Add /health endpoint to OPA HTTP server

[tsandall]

Overview

The current OPA HTTP server does not expose a dedicated health check endpoint. As a result, when deploying OPA on top of Kubernetes, users often end up configuring the health check to simply GET /. It would be better if the health check was more representative.

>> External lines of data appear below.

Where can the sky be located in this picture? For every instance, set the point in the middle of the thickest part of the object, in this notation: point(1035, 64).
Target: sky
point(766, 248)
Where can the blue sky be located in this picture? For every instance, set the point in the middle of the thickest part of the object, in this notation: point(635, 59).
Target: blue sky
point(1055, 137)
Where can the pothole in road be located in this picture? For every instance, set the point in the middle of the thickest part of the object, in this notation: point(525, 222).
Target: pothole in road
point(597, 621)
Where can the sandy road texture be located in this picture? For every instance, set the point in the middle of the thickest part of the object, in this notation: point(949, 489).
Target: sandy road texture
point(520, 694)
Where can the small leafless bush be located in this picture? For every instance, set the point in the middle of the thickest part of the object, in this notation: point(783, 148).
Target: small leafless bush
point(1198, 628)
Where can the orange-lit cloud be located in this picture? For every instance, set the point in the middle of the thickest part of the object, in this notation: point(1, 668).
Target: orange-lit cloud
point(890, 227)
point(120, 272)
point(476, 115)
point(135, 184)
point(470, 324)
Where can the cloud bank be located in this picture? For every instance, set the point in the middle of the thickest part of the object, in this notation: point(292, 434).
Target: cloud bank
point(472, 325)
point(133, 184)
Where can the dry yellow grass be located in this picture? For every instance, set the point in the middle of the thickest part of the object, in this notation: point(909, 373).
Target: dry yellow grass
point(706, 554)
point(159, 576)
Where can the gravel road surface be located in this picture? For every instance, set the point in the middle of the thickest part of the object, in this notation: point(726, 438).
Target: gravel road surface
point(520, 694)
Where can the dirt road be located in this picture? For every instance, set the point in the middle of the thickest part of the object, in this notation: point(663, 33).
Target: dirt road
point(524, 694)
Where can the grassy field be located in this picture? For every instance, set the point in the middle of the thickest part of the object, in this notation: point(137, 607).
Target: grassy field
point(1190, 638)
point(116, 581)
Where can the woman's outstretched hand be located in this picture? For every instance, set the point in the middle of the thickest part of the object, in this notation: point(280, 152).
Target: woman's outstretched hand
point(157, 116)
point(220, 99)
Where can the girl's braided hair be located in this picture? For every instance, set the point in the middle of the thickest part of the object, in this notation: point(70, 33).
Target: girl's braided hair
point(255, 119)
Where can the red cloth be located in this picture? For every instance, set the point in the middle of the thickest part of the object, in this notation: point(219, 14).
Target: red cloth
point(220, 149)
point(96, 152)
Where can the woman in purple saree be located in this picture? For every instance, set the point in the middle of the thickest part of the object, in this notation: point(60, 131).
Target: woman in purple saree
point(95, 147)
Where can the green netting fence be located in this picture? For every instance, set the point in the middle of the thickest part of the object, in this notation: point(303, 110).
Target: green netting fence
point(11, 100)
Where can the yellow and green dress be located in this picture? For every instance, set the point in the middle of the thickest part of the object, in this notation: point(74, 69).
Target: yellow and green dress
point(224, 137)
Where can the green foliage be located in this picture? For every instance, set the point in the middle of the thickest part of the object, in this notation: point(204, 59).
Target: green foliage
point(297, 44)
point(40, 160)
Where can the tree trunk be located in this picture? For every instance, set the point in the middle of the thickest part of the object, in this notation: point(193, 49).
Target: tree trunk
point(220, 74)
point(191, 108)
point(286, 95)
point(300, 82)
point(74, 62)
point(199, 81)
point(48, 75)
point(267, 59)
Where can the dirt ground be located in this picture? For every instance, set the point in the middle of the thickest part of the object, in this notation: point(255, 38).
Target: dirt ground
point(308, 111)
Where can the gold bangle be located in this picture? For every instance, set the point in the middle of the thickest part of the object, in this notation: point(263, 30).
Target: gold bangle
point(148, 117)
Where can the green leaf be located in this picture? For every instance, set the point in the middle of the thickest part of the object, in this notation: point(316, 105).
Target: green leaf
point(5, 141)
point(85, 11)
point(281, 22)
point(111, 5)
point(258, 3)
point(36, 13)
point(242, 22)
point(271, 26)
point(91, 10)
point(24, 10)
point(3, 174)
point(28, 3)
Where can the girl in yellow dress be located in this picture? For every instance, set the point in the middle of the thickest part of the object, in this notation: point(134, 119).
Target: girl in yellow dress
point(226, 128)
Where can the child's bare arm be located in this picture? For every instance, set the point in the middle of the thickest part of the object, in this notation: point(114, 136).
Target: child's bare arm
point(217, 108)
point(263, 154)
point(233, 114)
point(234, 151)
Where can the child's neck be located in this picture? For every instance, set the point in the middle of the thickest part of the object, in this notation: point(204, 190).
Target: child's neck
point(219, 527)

Also, it would reduce the likely hood that people add a check like GET /v1/data which is very expensive.

We should add a new GET /health endpoint that minimally uses the server's compiler to execute a trivial query.

Here's a rough sketch of how I would implement this...

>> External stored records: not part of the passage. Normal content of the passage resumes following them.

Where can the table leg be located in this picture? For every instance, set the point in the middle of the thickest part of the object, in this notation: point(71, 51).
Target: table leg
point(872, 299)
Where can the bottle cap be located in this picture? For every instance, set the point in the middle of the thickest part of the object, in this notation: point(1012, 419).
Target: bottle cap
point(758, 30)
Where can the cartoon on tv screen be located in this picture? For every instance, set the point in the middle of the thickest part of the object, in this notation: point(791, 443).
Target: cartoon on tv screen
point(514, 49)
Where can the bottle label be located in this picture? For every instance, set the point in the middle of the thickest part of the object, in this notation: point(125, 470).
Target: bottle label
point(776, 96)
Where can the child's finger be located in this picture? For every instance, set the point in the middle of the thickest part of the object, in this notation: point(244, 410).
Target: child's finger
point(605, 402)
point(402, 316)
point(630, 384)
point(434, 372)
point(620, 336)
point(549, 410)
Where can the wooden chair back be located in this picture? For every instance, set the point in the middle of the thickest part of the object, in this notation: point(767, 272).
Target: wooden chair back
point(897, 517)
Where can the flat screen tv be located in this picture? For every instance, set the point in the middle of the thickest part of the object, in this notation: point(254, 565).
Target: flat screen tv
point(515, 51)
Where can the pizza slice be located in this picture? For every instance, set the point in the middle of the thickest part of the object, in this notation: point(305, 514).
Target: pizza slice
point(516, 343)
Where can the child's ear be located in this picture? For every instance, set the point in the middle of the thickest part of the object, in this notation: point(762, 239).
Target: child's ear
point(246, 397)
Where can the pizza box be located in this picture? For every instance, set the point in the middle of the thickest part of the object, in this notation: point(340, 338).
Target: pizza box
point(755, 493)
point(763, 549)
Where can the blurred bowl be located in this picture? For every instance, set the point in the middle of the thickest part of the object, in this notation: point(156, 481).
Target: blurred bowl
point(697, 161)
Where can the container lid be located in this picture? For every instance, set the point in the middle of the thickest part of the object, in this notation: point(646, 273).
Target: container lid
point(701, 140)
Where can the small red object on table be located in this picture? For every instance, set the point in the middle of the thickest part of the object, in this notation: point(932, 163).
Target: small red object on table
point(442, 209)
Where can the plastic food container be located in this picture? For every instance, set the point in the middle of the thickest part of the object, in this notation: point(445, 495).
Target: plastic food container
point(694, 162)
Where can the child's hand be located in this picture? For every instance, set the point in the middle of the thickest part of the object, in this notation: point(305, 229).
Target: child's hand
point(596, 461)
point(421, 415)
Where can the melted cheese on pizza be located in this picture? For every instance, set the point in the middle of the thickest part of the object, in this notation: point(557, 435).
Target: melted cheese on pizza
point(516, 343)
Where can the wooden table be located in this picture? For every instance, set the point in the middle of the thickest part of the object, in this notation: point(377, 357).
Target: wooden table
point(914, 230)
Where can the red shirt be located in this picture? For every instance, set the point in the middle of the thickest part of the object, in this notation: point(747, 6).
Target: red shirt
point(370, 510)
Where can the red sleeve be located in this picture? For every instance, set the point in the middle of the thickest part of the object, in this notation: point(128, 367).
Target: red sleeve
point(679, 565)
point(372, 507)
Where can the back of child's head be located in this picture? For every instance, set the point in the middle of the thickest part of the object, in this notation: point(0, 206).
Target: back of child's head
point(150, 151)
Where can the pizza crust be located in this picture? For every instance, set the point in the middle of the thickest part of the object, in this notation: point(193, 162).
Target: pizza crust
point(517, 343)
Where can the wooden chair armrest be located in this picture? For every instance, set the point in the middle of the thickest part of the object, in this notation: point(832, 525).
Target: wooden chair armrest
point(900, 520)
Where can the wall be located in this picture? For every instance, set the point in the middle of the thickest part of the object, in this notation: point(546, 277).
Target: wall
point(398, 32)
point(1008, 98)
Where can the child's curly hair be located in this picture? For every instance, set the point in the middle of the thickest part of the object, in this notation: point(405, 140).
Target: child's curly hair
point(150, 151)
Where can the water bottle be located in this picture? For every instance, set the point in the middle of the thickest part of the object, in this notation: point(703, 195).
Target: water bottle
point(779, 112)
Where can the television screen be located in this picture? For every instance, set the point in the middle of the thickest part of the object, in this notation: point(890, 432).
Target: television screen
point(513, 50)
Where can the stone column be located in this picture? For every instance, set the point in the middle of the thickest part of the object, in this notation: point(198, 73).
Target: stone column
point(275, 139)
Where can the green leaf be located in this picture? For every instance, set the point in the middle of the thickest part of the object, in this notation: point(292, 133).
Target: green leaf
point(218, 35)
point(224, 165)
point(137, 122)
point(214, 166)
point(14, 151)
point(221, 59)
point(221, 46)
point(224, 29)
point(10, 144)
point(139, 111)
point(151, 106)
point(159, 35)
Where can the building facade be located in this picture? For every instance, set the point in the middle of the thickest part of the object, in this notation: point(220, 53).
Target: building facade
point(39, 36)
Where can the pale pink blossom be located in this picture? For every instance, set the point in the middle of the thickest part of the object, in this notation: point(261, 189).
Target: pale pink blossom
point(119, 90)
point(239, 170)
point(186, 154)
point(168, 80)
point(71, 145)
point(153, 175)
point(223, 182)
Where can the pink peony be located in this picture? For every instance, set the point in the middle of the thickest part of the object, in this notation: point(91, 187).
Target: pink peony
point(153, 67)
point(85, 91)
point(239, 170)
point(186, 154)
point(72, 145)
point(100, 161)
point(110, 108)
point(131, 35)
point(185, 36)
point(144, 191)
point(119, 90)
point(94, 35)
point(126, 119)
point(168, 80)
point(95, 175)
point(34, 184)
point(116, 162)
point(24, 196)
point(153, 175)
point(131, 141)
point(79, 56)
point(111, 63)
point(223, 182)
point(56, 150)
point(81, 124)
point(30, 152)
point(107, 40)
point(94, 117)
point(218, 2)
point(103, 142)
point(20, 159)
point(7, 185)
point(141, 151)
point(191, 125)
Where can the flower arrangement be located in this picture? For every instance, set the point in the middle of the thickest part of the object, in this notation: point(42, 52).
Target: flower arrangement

1. Add docs to the Deployments and Monitoring & Diagnostics pages in docs/book/. The deployment docs should show how to enable health checks in Kubernetes (when deployed on Kubernetes) and the monitoring docs should explain what the health check does (at a high level) with some example HTTP request/response data.
2. Add a new test case in server_test.go to execute GET /health and expect some simple result (see below)
3. Add a new route to the server (e.g., GET /health)
4. Implement the route to execute a simple Rego query (e.g., x = 1).
5. Verify the result set contains a single element with a binding for {"x": 1}.

Additional info

• Kubernetes readiness and liveness checks: https://kubernetes.io/docs/tasks/configure-pod-container/configure-liveness-readiness-probes/

[michalkosmowski]

Hey 👋 I've just deployed OPA on top of Kubernetes so just to add to the list:

6. Update default readiness & readiness probes in the helm chart Add Open Policy Agent chart helm/charts#8915

[tsandall]

Re-opening this as we have not added docs yet. See original comment for requirements.